Este verano pasado por agua quizás nos ha evitado las insolaciones, pero no ha afectado a las fiestas urbanas. En ese sentido, la Aste Nagusia ha salido relativamente indemne. Ahora sólo nos falta apurar los minutos que quedan de la fiesta y convertirlos en un atributo más del mes de agosto, ese mes que incluye también, año tras año, la levísima tristeza de que unas fiestas se acaben.

No queda otro consuelo que prever la posibilidad de unas remotas fiestas, la vaga preparación de nuevas cenas en cuadrilla, la expectación ante otros fuegos artificiales que también teñirán de colores la inmensidad oscura de la noche, la excursión anual a las barracas, en compañía de los ojos asombrados de un niño.

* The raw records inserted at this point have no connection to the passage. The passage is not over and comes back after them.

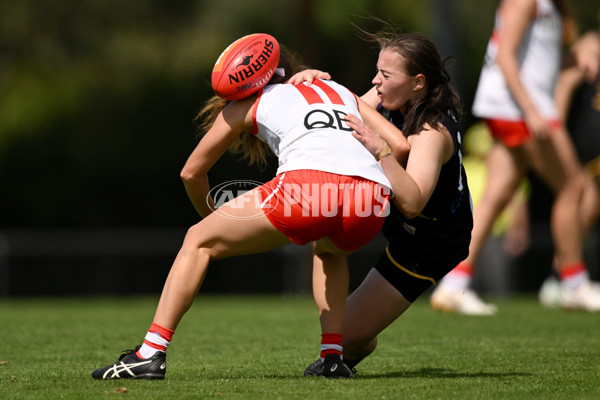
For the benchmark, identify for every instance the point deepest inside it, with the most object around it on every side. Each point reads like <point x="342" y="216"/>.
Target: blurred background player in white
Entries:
<point x="515" y="97"/>
<point x="320" y="154"/>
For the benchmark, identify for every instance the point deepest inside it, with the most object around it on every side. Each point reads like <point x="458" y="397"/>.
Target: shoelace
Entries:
<point x="128" y="352"/>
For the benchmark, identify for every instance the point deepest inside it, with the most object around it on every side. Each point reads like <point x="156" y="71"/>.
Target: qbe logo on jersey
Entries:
<point x="237" y="194"/>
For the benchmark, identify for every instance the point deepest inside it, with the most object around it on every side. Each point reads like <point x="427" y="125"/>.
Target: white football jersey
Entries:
<point x="539" y="64"/>
<point x="304" y="127"/>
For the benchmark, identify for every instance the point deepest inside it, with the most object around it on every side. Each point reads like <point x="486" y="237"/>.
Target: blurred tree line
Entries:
<point x="98" y="97"/>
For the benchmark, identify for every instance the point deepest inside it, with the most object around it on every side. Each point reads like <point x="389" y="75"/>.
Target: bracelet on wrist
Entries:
<point x="383" y="153"/>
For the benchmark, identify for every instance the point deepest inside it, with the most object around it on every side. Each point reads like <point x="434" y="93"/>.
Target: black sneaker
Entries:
<point x="130" y="366"/>
<point x="314" y="369"/>
<point x="332" y="367"/>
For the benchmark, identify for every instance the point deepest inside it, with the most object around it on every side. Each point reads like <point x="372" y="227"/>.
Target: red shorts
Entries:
<point x="307" y="205"/>
<point x="511" y="133"/>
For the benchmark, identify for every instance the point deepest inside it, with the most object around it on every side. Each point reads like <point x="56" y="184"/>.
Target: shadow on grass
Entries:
<point x="441" y="373"/>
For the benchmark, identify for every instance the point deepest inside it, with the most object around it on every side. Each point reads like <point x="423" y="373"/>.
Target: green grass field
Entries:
<point x="252" y="347"/>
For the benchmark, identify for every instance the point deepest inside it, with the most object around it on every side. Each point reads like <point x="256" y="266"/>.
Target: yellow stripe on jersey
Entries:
<point x="407" y="271"/>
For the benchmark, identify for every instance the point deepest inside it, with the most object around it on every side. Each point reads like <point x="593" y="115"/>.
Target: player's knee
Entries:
<point x="197" y="240"/>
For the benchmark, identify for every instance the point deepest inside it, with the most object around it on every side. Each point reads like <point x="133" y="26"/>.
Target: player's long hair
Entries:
<point x="420" y="57"/>
<point x="247" y="145"/>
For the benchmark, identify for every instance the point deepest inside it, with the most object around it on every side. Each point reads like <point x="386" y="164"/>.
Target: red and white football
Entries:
<point x="245" y="66"/>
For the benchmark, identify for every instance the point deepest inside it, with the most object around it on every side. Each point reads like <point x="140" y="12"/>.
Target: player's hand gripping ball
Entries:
<point x="245" y="66"/>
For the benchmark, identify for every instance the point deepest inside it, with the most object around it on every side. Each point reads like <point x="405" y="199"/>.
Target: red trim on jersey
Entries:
<point x="310" y="94"/>
<point x="332" y="94"/>
<point x="254" y="123"/>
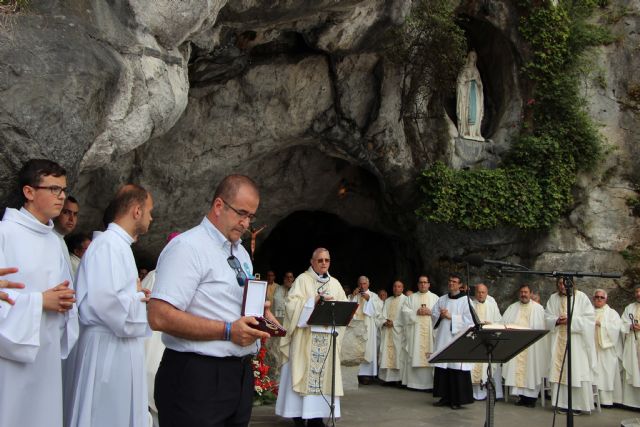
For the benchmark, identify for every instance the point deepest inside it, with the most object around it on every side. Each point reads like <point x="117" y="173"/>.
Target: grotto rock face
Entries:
<point x="301" y="97"/>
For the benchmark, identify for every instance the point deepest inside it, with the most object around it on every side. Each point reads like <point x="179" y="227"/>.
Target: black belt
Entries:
<point x="242" y="359"/>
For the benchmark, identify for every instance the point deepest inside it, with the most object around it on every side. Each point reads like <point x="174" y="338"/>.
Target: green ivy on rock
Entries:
<point x="532" y="187"/>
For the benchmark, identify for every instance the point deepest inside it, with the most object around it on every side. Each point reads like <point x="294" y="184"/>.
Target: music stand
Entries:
<point x="488" y="345"/>
<point x="333" y="314"/>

El mundo político amenaza con amargarnos la entrada del otoño y no son precisamente días claros y luminosos los que parecernos esperarnos a la vuelta del camino. Quizás esa es otra buena razón para agotar las posibilidades de la fiesta: la certidumbre de que el curso que se nos viene encima traerá malos vientos, y aún mayores dificultades para vivir en esta tierra.

Neblinoso verano de cielos grises y días moderadamente frescos. Poco tiempo por delante antes del regreso a la vida de todos los días. Quizás lo único que puede hacer el articulista, en un día como hoy, es invitar a disfrutarlo con buen ánimo. Después de todo, uno siempre ha tenido claro que la fiesta no es algo objetivo, no es un programa municipal ni una parafernalia de txosnas y barracas. La fiesta la lleva uno en sus ganas de disfrutarla. La fiesta es la voluntad de pasarlo bien por encima de las mayores o menores facilidades que para ello ponga el exterior. La fiesta, como la procesión, siempre va por dentro.